Strength and weakness: at the end, Shakespeare said what he had to say in the lapidary words spoken by Prospero as The Tempest finishes. The visitation of power comes and goes, it is not in the power of the poet. For years, Shakespeare had reinvented his art, mastering and then discarding one style and genre after another until in the last plays he is producing drama not quite like anything before or since, straining language, mixing genre, thinning down character to the point of absurdity, deepening character to the point of impenetrability. Because poetry is what happens to him, he cannot look back and say, 'This is my achievement, and I leave it happily to posterity'. With all that has been said, he has not yet begun to say what he has been 'ordered' to say. It is not so much that words fail him as that he fails words, he has no more power, no more charm or charms, to put a world together in what he says. So before he falls silent he asks - urgently - for our prayers.

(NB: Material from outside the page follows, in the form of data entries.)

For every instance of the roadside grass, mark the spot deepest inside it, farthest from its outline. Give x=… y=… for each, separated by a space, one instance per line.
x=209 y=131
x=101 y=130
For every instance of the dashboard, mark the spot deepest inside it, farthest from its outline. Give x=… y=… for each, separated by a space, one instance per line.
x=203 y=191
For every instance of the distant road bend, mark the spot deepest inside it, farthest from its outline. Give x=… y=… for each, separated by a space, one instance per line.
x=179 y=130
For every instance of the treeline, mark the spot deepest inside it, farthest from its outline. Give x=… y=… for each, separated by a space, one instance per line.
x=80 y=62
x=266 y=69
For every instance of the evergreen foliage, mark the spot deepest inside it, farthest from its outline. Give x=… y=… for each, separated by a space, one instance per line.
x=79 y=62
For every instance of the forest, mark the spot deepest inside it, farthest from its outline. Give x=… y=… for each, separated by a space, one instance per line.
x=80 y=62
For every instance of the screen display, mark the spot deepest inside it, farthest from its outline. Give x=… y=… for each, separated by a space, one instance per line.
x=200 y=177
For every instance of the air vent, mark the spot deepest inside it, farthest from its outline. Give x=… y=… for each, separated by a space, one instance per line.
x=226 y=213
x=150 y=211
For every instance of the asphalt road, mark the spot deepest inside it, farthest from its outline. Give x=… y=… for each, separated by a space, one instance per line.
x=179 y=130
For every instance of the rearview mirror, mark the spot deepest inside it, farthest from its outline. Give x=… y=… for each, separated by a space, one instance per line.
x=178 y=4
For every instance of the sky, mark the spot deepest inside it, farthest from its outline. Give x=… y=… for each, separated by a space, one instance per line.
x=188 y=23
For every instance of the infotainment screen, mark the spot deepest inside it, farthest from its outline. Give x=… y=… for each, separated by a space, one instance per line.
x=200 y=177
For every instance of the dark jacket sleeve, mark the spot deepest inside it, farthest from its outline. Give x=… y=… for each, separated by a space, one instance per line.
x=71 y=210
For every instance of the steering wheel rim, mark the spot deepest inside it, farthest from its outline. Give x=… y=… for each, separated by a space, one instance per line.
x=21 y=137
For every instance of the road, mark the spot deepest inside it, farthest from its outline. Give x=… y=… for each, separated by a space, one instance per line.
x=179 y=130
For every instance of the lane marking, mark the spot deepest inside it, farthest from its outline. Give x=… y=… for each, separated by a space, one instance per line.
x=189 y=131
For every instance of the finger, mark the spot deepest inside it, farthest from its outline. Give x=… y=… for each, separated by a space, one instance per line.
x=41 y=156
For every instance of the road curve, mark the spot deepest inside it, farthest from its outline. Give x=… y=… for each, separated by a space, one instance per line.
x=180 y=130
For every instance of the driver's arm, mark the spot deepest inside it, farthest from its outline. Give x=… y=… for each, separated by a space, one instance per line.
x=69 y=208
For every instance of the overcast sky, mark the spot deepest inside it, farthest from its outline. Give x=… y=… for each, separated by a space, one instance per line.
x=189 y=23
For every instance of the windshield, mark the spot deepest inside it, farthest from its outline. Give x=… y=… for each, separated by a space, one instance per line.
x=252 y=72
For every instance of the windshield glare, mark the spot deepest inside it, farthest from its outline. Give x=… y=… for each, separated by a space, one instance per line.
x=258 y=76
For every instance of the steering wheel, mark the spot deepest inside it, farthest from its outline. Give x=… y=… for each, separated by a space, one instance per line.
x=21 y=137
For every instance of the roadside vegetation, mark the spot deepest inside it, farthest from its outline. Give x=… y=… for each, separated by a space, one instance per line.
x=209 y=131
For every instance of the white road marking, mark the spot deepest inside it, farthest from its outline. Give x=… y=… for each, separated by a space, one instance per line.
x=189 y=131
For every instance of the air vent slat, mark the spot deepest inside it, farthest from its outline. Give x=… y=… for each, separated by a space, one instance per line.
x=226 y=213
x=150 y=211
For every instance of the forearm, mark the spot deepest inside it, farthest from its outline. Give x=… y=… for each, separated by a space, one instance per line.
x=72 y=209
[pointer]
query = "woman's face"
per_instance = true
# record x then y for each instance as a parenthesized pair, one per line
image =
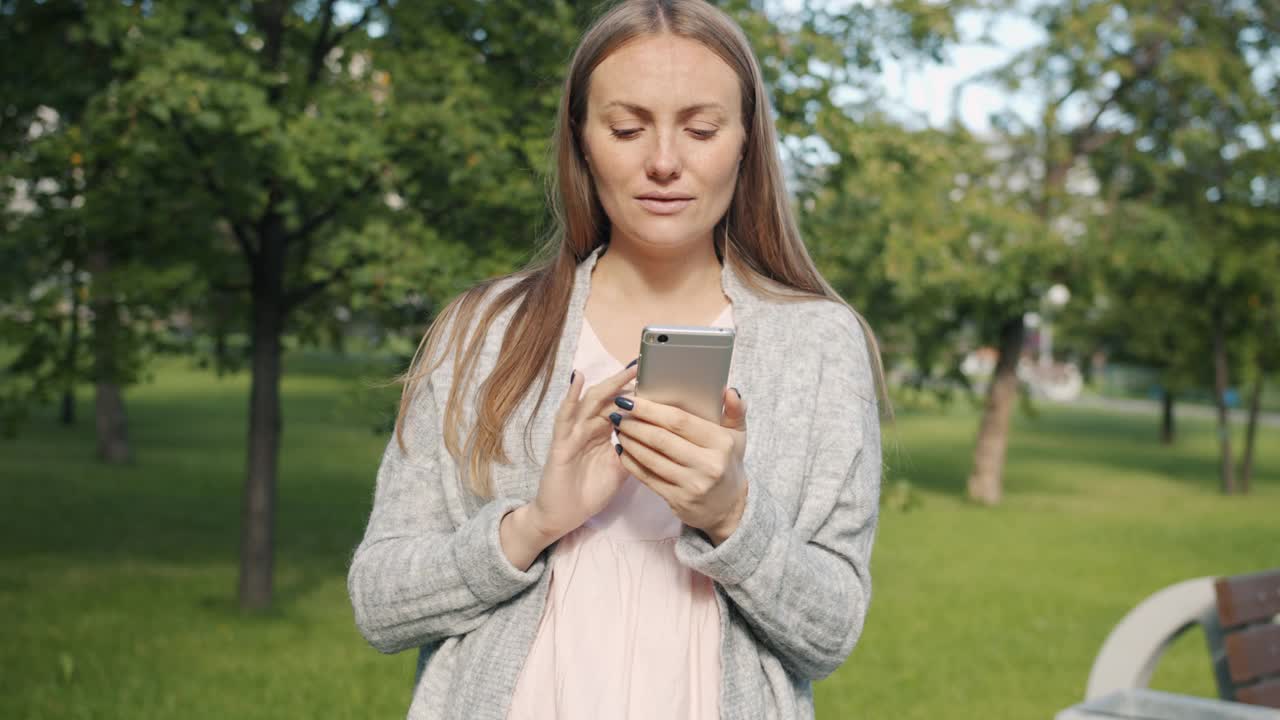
(663, 137)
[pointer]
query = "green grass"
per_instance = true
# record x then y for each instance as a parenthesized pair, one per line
(117, 584)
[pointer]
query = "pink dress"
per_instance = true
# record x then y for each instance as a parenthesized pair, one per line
(627, 630)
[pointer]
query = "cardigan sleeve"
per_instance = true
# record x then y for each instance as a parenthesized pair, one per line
(804, 587)
(416, 577)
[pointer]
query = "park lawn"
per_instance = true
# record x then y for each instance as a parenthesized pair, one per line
(117, 584)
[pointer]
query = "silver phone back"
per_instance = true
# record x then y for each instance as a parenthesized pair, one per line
(689, 370)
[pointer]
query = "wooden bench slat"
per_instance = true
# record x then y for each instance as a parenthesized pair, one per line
(1267, 695)
(1248, 598)
(1253, 654)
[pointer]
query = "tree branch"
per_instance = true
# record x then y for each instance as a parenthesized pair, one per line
(323, 217)
(321, 46)
(300, 295)
(360, 22)
(218, 194)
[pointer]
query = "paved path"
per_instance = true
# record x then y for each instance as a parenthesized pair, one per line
(1180, 409)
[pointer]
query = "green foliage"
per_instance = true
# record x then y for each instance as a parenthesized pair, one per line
(1028, 589)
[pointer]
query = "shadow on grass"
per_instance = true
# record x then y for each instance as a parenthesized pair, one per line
(1075, 441)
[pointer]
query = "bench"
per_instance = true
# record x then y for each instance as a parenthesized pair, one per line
(1240, 618)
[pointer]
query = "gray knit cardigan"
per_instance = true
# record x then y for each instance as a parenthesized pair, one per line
(792, 582)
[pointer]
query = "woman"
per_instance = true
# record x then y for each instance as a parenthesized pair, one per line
(689, 569)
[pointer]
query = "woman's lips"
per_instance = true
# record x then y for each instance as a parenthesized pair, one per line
(664, 206)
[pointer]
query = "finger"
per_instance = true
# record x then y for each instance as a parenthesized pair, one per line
(664, 490)
(602, 393)
(657, 464)
(735, 410)
(568, 404)
(668, 443)
(688, 425)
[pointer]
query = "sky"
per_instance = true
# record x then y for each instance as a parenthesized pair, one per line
(920, 92)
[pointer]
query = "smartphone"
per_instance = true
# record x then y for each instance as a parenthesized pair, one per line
(686, 367)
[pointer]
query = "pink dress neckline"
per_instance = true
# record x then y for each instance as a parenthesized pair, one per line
(722, 319)
(627, 632)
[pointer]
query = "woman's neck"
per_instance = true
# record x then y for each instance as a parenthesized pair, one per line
(679, 276)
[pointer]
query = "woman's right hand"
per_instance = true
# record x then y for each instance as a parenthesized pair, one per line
(583, 470)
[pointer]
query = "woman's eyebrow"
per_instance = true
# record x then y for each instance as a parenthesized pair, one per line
(682, 113)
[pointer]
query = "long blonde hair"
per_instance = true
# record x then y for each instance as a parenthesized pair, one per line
(759, 228)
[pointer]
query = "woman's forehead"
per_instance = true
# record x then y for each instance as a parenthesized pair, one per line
(664, 74)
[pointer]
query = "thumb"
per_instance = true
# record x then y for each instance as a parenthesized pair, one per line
(735, 410)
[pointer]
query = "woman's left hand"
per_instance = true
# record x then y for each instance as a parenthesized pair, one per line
(694, 464)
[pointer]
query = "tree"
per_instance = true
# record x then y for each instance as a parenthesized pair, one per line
(76, 218)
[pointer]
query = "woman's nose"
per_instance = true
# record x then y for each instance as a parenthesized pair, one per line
(663, 160)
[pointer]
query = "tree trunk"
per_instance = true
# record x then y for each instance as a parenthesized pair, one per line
(1224, 420)
(1251, 432)
(110, 420)
(988, 463)
(257, 511)
(68, 414)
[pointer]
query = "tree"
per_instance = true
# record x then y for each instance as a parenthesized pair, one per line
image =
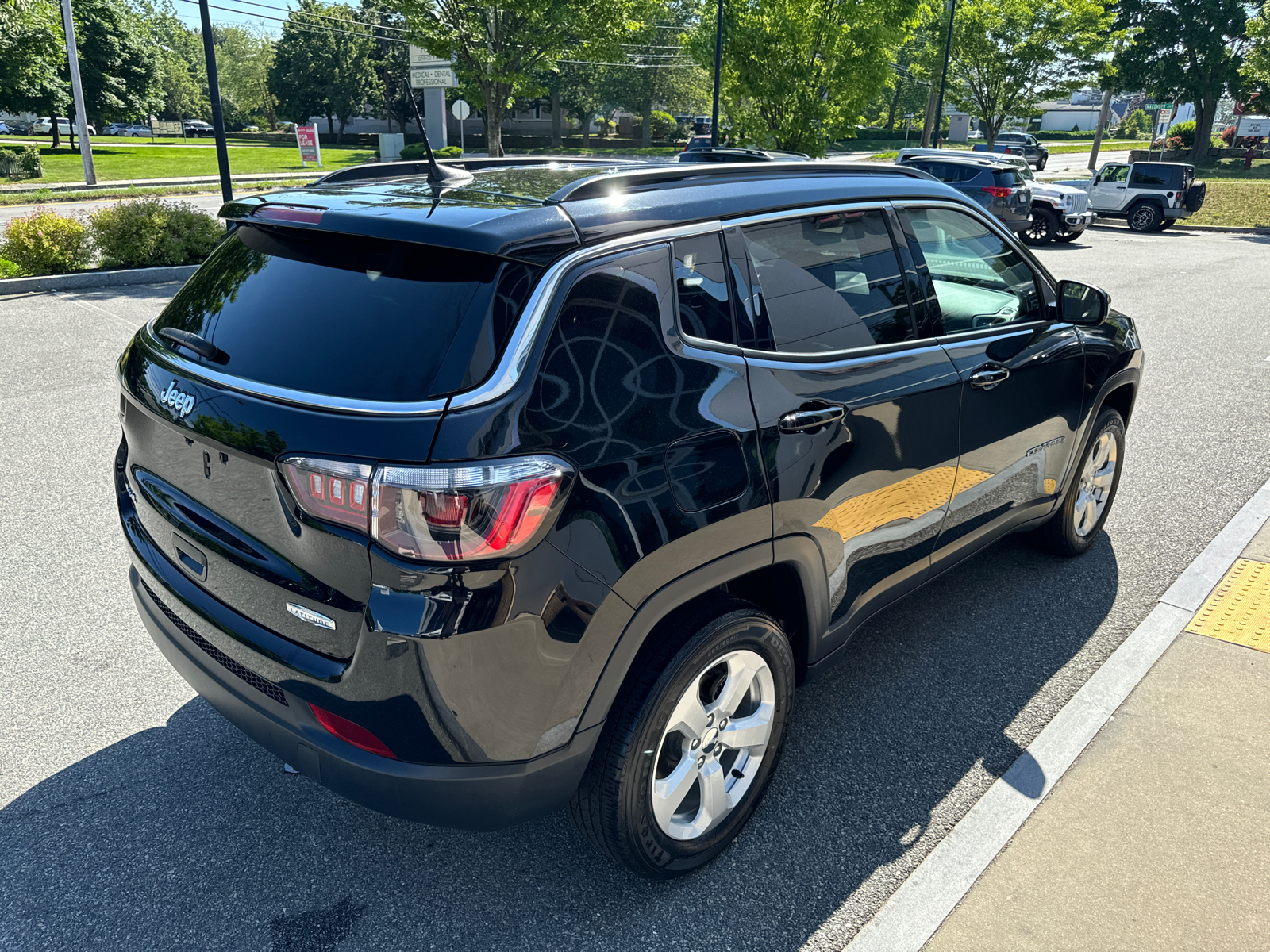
(654, 70)
(1187, 50)
(498, 50)
(1009, 55)
(118, 67)
(243, 57)
(32, 55)
(181, 73)
(799, 73)
(324, 65)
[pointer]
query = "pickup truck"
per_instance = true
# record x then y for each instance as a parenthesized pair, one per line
(1019, 144)
(1149, 196)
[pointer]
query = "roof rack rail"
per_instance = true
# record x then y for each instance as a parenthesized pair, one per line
(605, 184)
(372, 171)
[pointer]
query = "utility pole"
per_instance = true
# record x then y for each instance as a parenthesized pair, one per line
(948, 48)
(1104, 114)
(78, 92)
(214, 93)
(714, 117)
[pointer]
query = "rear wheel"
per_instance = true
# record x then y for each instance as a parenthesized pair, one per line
(1145, 217)
(1041, 228)
(1075, 528)
(691, 744)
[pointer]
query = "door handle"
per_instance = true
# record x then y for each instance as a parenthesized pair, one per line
(810, 418)
(988, 378)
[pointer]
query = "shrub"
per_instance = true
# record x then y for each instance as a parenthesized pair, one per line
(149, 232)
(21, 162)
(416, 150)
(44, 243)
(1185, 131)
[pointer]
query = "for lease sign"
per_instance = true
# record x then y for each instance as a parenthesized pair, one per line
(306, 137)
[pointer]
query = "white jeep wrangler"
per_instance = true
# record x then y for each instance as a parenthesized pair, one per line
(1151, 196)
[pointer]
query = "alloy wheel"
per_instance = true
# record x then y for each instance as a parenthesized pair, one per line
(713, 746)
(1095, 486)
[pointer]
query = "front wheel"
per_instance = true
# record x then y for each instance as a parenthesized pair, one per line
(690, 744)
(1145, 217)
(1075, 528)
(1041, 228)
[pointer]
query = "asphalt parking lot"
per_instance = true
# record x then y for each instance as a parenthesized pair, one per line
(133, 816)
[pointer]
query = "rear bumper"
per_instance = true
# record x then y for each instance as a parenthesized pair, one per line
(476, 797)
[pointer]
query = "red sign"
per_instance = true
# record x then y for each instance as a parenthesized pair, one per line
(306, 136)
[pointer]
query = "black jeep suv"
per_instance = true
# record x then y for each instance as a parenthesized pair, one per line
(471, 501)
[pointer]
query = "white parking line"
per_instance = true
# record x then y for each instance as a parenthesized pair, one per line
(926, 898)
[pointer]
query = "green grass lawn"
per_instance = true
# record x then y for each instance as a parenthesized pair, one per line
(114, 162)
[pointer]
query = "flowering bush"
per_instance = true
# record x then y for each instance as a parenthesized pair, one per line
(152, 232)
(44, 243)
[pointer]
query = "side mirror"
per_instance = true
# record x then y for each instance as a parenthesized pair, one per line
(1083, 304)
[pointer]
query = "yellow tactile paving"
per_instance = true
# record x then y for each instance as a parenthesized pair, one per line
(1238, 609)
(907, 499)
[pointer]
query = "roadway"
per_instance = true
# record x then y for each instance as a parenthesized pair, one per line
(135, 818)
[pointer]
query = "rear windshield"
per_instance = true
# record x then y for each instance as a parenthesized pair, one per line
(351, 317)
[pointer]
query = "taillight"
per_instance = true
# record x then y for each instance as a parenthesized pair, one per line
(465, 513)
(330, 489)
(351, 733)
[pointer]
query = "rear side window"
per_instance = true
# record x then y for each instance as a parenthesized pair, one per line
(352, 317)
(1151, 177)
(829, 282)
(702, 289)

What he has seen and cannot deny is at last too much for him, and his own fantastic and unique skill will not save him from an ending of despair. But he has earned a right to ask those whom he has taught to pity him and intercede. Because of what he has allowed us to see that we should otherwise have ignored or shrunk from, he has brought into our imagination that compassion he now asks us to show him. In that last moment of anguished dependence, we can hear and answer him, praying for him the freedom and sufficient grace of which St Paul speaks.